"There is no word for nostalgia in Gujarati. The closest concept I can find is that of vatan, or homeland," mulls author Neema Avashia. "As in: many of the Gujarati immigrants of my parents' generation operated under a narrative that someday, they would return to their vatan."
But for Avashia, as well as myself and many brown children of immigrants in the West, what is our vatan?
The Boston educator and author is astutely aware that her identity, one that is queer and Indian, is not typical of her vatan, West Virginia — a state whose total non-white population has never exceeded 5 percent, the lowest in the nation, and whose Indian population has made up less than 0.5 percent of the population.
When I first picked up this book, I wasn't sure how much Avashia and I would have in common. But in every essay, you, the reader, are not a distanced observer of those people and places involved in Avashia's "Indolachian'' upbringing.
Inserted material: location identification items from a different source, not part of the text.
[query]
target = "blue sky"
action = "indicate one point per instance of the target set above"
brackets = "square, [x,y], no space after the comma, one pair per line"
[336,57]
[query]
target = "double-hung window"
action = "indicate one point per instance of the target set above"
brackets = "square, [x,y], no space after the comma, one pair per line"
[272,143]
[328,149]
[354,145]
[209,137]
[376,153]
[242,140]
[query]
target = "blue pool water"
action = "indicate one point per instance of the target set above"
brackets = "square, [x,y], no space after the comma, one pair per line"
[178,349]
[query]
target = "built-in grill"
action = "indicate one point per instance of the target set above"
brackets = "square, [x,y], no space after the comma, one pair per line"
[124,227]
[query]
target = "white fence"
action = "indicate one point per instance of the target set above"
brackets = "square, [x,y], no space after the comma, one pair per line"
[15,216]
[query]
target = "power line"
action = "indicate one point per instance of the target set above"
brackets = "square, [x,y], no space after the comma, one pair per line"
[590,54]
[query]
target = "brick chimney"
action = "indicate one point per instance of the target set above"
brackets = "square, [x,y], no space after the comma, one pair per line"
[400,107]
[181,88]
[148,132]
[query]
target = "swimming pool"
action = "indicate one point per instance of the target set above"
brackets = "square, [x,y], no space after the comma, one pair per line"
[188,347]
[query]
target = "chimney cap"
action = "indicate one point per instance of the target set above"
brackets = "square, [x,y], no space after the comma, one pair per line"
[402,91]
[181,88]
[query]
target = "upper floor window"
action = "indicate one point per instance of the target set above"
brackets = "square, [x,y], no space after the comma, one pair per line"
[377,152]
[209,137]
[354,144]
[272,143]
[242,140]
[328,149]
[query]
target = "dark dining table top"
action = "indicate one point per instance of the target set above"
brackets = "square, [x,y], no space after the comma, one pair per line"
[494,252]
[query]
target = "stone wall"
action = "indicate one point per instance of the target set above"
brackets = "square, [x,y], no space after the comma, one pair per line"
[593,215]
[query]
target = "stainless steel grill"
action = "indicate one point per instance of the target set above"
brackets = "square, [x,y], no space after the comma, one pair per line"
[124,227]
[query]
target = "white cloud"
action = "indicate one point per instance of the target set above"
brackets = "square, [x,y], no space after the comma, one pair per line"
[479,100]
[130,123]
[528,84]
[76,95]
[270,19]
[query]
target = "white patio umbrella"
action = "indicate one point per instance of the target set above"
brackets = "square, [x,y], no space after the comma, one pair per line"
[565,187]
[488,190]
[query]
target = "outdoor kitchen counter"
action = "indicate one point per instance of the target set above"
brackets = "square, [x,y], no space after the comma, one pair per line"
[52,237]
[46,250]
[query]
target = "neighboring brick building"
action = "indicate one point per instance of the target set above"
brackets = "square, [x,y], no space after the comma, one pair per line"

Rather, it's the first night of Navratri in 1982, and you are wearing your finest silk sari, dancing in a garba ring alongside Avashia and the eight desi women who have raised her in someone's basement. You are flying down the winding roads of Goff Mountain in your neighbor-turned-stand-in-grandparent Mr. Bradford's red Jeep Cherokee after basketball practice. But, you are also scrolling through Mr. B's Facebook page years later, after the 2016 election, confused and queasy by his erratic 3 a.m. anti-woman, anti-immigrant, and anti-Black Lives Matter posts.
This is the power and incredible feat of Avashia's writing. Sharp, intimate, and provocative, “Another Appalachia” is written as if you're simultaneously having a conversation with a close friend and learning a lesson from a gentle but firm educator, painting a nuanced picture of the West Virginia that raised her.
“Another Appalachia” is the diaspora story that I have craved for years. Avashia’s, and my, relationship to our home is complicated, confusing, sometimes fraught. But, like our parents, we too dream of returning.